F14: The price reported in Column 4 is a weighted average price. These shares were sold in multiple transactions at prices within the range of $188.1000 to $189.0999, inclusive. The Reporting Person undertakes to provide to Workday, Inc., any security holder of Workday, Inc., or the staff of the Securities and Exchange Commission, upon request, full information regarding the number of shares sold at each separate price within the range(s) set forth in this footnote of this Form 4.

F15: The price reported in Column 4 is a weighted average price. These shares were sold in multiple transactions at prices within the range of $189.3500 to $190.3499, inclusive. The Reporting Person undertakes to provide to Workday, Inc., any security holder of Workday, Inc., or the staff of the Securities and Exchange Commission, upon request, full information regarding the number of shares sold at each separate price within the range(s) set forth in this footnote of this Form 4.

F16: All shares of Class A and Class B Common Stock will convert automatically into shares of a single class of Common Stock upon the earliest to occur of the following: (a) upon the election by the holders of a majority of the then outstanding shares of Class B Common Stock, (b) the date when the number of outstanding shares of Class B Common Stock represents less than 9% of all outstanding shares of Class A and Class B Common Stock, (c) October 11, 2032 or (d) nine (9) months after the death of the later to die of David A. Duffield and Aneel Bhusri. The shares of Class A and Class B Common Stock have no expiration date.

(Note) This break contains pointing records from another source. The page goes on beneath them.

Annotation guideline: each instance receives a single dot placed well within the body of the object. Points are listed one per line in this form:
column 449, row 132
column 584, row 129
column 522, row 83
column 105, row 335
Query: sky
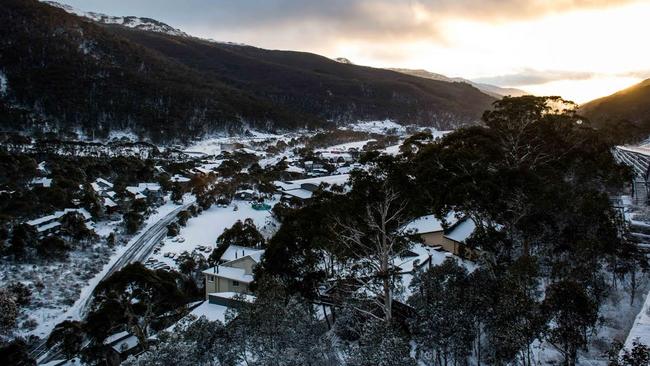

F17: Each share of Class B Common Stock is convertible, at any time at the option of the holder, into one (1) share of Class A Common Stock. In addition, each share of Class B Common Stock will convert automatically into one (1) share of Class A Common Stock upon any transfer, whether or not for value, except for certain permitted transfers described in, and transfers to any "permitted transferee" as defined in, the Issuer's restated certificate of incorporation in effect as of the date hereof. The shares of Class B Common Stock have no expiration date.

F18: The stock option grant was issued outside of the Issuer's 2005 Stock Plan and became fully vest on January 1, 2018.